Daha sonra içine dörde bölünmüş soğanı, tuz, karabiber, tarçın ve zerdeçalı ilave edip üzerine kaynatılmış suyu boşaltın. Geceden ıslatılmış nohutu süzerek, etin üzerine koyun. Tarçın çubuğunu da içine yerleştirip, yemeği kısık ateşte pişmeye bırakın.
Nohutlar suyunu çektikçe tencereye kaynar su ilave edin. Nohutlar yumuşayıncaya kadar pişirmeye devam edin.


Bozbaşı az sulu da bırakabilirsiniz. Ama aslı bu yemeğin sulu bırakılmasıdır ve en güzel servis şekli de şöyledir:
Ekmekler lokma lokma doğranır. Üzerine kepçe ile yemeğin suyu koyulur. Islatılmış ekmeklerin üzerine de nohutlar ve et parçası yerleştirilir. Yanında bol limonlu bir yeşil salata ve havuç rendesi ile mükemmel bir ikili olur.

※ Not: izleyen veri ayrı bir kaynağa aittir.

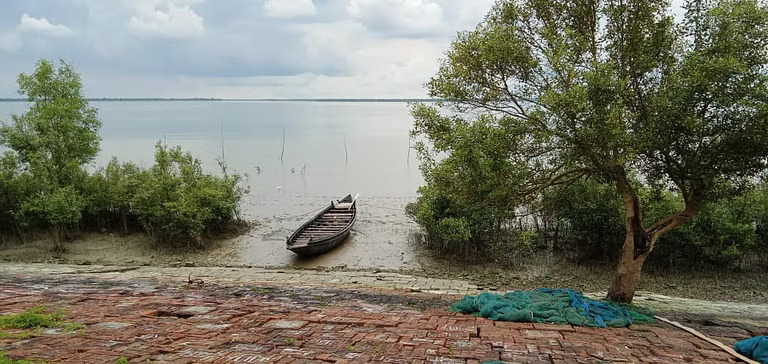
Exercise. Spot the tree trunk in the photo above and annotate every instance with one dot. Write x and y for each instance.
(125, 222)
(627, 276)
(637, 245)
(639, 241)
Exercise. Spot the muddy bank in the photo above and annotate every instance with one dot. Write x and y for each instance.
(136, 250)
(714, 285)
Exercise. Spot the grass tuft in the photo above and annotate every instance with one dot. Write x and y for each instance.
(38, 317)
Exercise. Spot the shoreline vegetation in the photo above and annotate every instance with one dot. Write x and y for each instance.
(128, 99)
(45, 186)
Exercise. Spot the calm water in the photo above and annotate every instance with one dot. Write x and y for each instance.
(316, 165)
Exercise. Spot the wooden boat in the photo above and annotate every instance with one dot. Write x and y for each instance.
(326, 230)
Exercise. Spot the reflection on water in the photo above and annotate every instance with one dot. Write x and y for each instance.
(331, 150)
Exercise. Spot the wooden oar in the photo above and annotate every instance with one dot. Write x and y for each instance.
(720, 345)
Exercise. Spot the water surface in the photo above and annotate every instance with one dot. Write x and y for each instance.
(331, 149)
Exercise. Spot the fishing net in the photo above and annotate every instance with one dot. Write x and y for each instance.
(558, 306)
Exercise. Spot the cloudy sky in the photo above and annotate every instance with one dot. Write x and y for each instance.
(235, 48)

Tüm nohut yemeklerinde olduğu gibi bozbaşta da nohutun cinsi çok önemlidir. Benim tavsiyem "beyaz nohut" diye tabir edilen nohut kullanmanız. Bu nohut maalesef büyük marketlerde pek bulunmuyor. Neyse ki hala tüm çeşit zenginliği ile varolan Eminönü, Kadıköy, Üsküdar, Beşiktaş gibi semtlerdeki büyük bakkaliyelerde ya da semt pazarlarında satılıyor.
Bence hiç üşenmeyin; yolunuz nasıl olsa bunlardan birinden geçiyordur, bu nohuttan satın alın. Önümüz kış, lazım olur.